Daha bundan bir buçuk ay kadar önce, Cumhurbaşkanımız ERDOĞAN’ın G-20 zirvesi aşamasında başkentimiz Ankara’da Esenboğa havaalanında düzenlediği basın toplantısında ki; "DOĞU AKDENİZ'DE TÜRKİYE'NİN VE KKTC'NİN HAKLARINI SONUNU KADAR SAVUNACAĞIZ" ana başlığı çerçevesinde yaptığı açıklamayla; uluslararası dış politik kulislerinde dış ülkelerin diplomatik manada dikkat kesildiği sözlerini hemen hatırlayalım zira hala gündemdeki yerini koruyor.
GARANTÖR ÜLKELERİN HAKKI YA DİĞERLERİNE NE OLUYOR?

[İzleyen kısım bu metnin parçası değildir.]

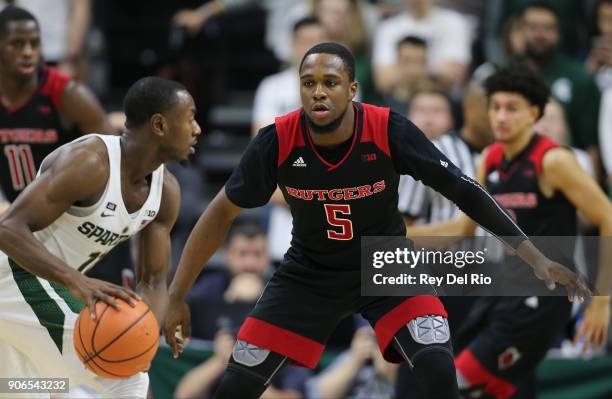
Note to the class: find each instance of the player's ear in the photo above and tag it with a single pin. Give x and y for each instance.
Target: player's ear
(353, 89)
(158, 124)
(534, 110)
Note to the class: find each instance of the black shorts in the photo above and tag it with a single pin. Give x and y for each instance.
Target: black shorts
(302, 305)
(505, 338)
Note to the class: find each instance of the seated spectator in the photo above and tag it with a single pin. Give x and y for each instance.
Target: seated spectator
(411, 73)
(201, 381)
(430, 111)
(599, 63)
(360, 372)
(448, 37)
(247, 260)
(569, 82)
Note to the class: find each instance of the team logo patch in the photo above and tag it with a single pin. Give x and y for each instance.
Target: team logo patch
(368, 157)
(508, 357)
(299, 163)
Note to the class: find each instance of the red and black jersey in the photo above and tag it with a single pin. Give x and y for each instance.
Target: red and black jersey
(515, 185)
(338, 195)
(29, 133)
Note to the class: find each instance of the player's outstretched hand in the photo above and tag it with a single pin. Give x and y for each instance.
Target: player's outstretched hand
(594, 327)
(552, 272)
(176, 325)
(89, 290)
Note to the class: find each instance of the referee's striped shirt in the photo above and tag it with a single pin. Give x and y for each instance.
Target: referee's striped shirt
(420, 202)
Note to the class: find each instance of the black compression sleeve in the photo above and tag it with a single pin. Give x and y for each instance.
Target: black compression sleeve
(254, 180)
(412, 153)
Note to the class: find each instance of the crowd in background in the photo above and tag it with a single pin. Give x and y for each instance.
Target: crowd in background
(240, 60)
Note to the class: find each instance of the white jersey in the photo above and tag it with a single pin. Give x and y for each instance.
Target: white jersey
(83, 235)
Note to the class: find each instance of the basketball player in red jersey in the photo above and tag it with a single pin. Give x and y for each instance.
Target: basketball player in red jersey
(40, 108)
(541, 183)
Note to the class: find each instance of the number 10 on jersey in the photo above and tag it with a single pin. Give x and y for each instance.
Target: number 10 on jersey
(343, 226)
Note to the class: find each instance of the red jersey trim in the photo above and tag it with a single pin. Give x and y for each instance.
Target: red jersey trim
(54, 86)
(495, 157)
(376, 127)
(388, 325)
(289, 134)
(304, 351)
(476, 374)
(350, 150)
(536, 155)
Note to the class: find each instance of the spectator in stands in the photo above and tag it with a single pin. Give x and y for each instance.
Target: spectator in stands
(351, 23)
(247, 261)
(572, 17)
(282, 15)
(411, 73)
(599, 63)
(430, 111)
(569, 82)
(279, 93)
(201, 381)
(360, 372)
(448, 38)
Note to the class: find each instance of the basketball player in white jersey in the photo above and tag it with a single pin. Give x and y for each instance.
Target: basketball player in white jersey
(90, 195)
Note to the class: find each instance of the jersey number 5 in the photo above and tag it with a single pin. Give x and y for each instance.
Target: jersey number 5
(21, 165)
(333, 211)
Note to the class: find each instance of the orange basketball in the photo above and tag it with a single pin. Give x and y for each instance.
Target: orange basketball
(119, 343)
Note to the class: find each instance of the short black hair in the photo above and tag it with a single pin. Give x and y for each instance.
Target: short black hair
(413, 40)
(522, 80)
(306, 21)
(541, 4)
(149, 96)
(11, 14)
(335, 49)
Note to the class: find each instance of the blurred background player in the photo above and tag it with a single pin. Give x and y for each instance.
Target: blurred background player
(504, 338)
(41, 107)
(90, 195)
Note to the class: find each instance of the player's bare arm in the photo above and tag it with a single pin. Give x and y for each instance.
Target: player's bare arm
(74, 174)
(155, 246)
(562, 172)
(81, 108)
(206, 237)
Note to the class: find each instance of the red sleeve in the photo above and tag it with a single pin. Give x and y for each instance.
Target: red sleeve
(54, 86)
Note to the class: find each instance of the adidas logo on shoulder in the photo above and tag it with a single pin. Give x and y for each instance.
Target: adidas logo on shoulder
(299, 163)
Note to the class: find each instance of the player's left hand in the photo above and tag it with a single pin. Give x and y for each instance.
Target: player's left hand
(553, 272)
(594, 328)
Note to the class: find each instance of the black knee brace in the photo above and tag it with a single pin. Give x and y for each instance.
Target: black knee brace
(432, 363)
(249, 371)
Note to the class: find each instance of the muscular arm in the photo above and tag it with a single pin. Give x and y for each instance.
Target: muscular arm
(154, 257)
(206, 237)
(81, 108)
(562, 171)
(77, 172)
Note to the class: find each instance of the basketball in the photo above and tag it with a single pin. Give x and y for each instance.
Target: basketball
(120, 343)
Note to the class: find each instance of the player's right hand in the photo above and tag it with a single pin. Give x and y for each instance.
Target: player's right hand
(552, 272)
(89, 290)
(176, 325)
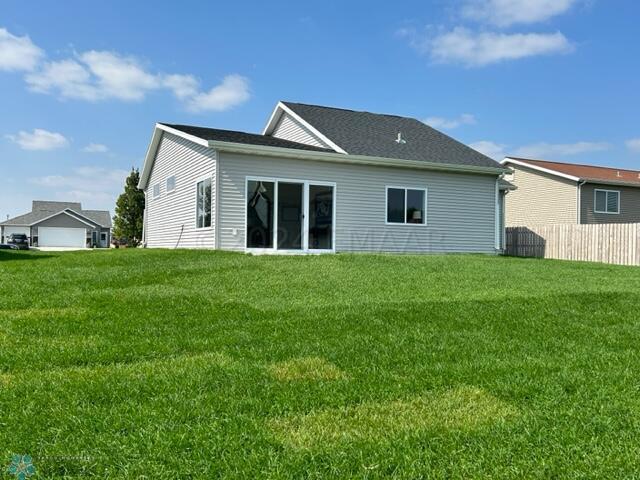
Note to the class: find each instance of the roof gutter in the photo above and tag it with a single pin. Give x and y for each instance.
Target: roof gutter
(352, 159)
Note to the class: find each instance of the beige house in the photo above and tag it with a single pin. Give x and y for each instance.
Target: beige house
(555, 192)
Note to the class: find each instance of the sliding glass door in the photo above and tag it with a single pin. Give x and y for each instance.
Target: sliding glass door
(290, 215)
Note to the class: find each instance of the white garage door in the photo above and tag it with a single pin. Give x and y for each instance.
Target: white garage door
(62, 237)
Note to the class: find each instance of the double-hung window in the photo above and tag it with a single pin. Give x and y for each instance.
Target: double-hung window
(203, 203)
(607, 201)
(407, 206)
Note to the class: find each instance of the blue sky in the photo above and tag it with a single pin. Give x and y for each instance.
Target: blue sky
(82, 83)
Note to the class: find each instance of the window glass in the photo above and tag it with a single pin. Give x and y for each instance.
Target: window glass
(203, 204)
(395, 205)
(260, 204)
(320, 217)
(171, 184)
(415, 206)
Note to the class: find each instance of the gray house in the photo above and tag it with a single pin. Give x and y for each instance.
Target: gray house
(555, 192)
(61, 224)
(321, 179)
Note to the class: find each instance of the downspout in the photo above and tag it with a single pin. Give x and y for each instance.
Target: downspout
(580, 183)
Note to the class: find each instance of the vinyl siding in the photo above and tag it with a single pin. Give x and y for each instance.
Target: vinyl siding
(288, 128)
(629, 204)
(461, 211)
(168, 214)
(540, 199)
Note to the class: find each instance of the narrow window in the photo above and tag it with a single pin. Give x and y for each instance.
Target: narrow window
(607, 201)
(203, 203)
(406, 205)
(260, 213)
(171, 183)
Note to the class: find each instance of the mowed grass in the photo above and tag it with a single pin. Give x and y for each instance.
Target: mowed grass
(183, 364)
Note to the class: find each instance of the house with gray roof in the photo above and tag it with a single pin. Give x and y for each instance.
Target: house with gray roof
(321, 179)
(61, 224)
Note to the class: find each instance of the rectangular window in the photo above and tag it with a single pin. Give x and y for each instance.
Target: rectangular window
(406, 205)
(260, 212)
(607, 201)
(171, 183)
(203, 203)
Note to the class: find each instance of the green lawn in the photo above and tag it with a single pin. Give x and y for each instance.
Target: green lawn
(180, 364)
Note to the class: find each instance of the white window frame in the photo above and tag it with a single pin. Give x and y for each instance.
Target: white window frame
(305, 224)
(195, 191)
(166, 184)
(405, 223)
(606, 192)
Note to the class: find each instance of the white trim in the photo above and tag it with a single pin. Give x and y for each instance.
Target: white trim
(404, 215)
(305, 223)
(353, 159)
(273, 120)
(197, 181)
(166, 184)
(595, 202)
(540, 169)
(66, 213)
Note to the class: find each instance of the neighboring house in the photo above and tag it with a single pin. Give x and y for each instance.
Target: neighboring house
(61, 224)
(320, 179)
(554, 192)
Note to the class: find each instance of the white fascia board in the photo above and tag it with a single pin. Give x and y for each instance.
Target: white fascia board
(66, 213)
(539, 169)
(342, 158)
(153, 147)
(275, 116)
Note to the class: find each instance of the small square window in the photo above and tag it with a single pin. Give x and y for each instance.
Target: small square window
(171, 183)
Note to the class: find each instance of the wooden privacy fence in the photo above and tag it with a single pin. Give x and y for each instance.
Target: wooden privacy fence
(617, 243)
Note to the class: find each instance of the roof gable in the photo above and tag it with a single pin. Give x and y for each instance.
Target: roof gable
(581, 172)
(376, 135)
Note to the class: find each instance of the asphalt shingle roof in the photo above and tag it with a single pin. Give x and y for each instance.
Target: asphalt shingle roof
(243, 137)
(43, 209)
(373, 134)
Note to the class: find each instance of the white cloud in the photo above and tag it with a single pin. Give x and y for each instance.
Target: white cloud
(39, 139)
(233, 91)
(633, 145)
(490, 149)
(473, 49)
(550, 150)
(504, 13)
(18, 53)
(95, 148)
(450, 123)
(106, 184)
(102, 75)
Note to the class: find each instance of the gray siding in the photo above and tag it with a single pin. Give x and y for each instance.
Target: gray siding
(540, 199)
(461, 210)
(64, 220)
(171, 213)
(288, 128)
(629, 204)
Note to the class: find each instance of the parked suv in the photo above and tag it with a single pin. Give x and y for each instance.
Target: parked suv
(20, 240)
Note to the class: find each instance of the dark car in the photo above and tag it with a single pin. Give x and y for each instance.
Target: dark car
(20, 240)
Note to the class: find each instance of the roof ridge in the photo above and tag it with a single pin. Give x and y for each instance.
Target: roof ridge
(576, 164)
(349, 110)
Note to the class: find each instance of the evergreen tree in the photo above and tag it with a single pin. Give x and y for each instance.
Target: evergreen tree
(127, 224)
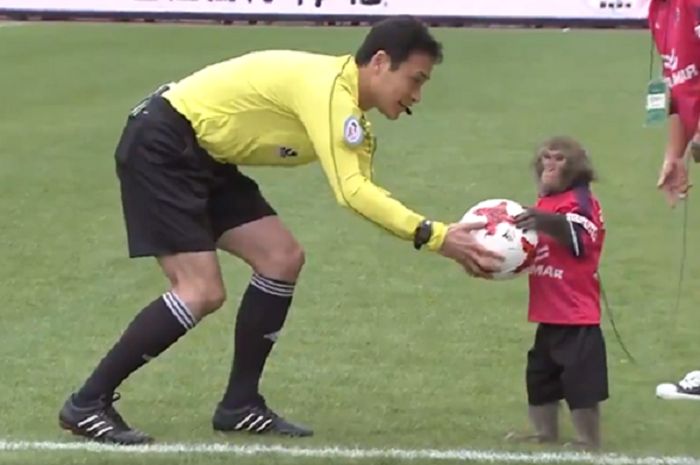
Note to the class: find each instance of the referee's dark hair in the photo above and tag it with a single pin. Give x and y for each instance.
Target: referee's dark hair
(399, 37)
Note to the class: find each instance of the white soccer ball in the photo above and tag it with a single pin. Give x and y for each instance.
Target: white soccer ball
(502, 236)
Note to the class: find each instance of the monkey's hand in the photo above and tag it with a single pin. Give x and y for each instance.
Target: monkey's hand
(552, 224)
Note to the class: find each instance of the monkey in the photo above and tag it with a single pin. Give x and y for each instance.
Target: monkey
(568, 358)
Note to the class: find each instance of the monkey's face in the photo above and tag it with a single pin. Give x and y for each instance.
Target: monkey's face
(553, 177)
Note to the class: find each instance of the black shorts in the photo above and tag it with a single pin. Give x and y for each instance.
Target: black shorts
(567, 362)
(175, 196)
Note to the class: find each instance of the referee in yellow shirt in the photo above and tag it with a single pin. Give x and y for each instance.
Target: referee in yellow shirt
(183, 198)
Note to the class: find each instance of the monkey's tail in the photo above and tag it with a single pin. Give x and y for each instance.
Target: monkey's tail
(609, 312)
(684, 245)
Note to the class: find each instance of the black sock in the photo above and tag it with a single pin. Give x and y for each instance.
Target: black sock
(154, 329)
(260, 318)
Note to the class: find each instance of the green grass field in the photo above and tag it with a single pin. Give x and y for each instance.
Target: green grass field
(385, 347)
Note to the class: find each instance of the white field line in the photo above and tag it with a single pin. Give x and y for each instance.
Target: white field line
(332, 452)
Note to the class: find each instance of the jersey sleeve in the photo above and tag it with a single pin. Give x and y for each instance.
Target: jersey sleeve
(337, 131)
(582, 225)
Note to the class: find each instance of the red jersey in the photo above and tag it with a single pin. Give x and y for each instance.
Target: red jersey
(675, 27)
(564, 287)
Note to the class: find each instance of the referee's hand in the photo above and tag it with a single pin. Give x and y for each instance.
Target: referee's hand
(461, 246)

Ne demişti Cumhurbaşkanımız Sayın Recep Tayyip ERDOĞAN, “Bu bölgede Kuzey Kıbrıs’ın hakları var. Bu adı geçen ülkelerin nereye kadar hakları var. Hele hele Amerika’nın orda ne hakkı var. Amerika’nın senatosu böyle bir kararı nasıl alıyor. Bunların hepsi soru işaretidir. Bakıyoruz son zamanlarda senatonun önüne ne gelirse bunların kararını alıyor. Şimdi biz burada bir defa bizim burada garantörlük hakkımız var. Dolayısıyla biz Kuzey Kıbrıs’a karşı yapılacak her hangi bir saldırıda garantörüz. Bak ben hep söylüyorum Yunanistan konuşur, niye? Çünkü garantör ülkedir. Hatta daha ileri gidiyorum İngiltere konuşur niye garantör o da garantör ülkedir. Ve burada zaten konuşabilecek üç ülke var biziz.. Olay orda ki denizler noktasına gelince. Burda da biz diyoruz ki, bu denizlerden çıkabilecek nema ne ise Kıbrıs’ta yaşayanların hepsinin orda eşit hakkı vardır. Ama bunu kalkıp ta Güney Kıbrıs’ın kontrolünde yapacağız derseniz, biz buna evet diyemeyiz. Güney Kıbrıs kuzey Kıbrıs birlikte masaya otururlar, heyetler oluşturulur, ne çıktı şu kadar. Bunun ne kadarı Kuzey’e ne kadarı Güneye bunu onlar belirler. Şuana kadar çıkmış bir şeyde yok zaten hala taramalar devam ediyor. Bizim şimdi sondaj gemilerimiz devreye girdi, ee bunlarda baktılar Türkiye ciddi gidiyor. Ciddi gideceğiz tabi. Bunu bekleyecek halimiz yok. Bir şey varsa biz de görelim. Yalnız biz paylamasını da biliriz. Çünkü burada ki bizim prensibimiz “win win”esasına dayalıdır. Eşit miktarda bunları dağıtmasını, paylaşmasını biliriz. Ama karşı taraftakilerin de bize aynı adaletle davranmaları lazım.”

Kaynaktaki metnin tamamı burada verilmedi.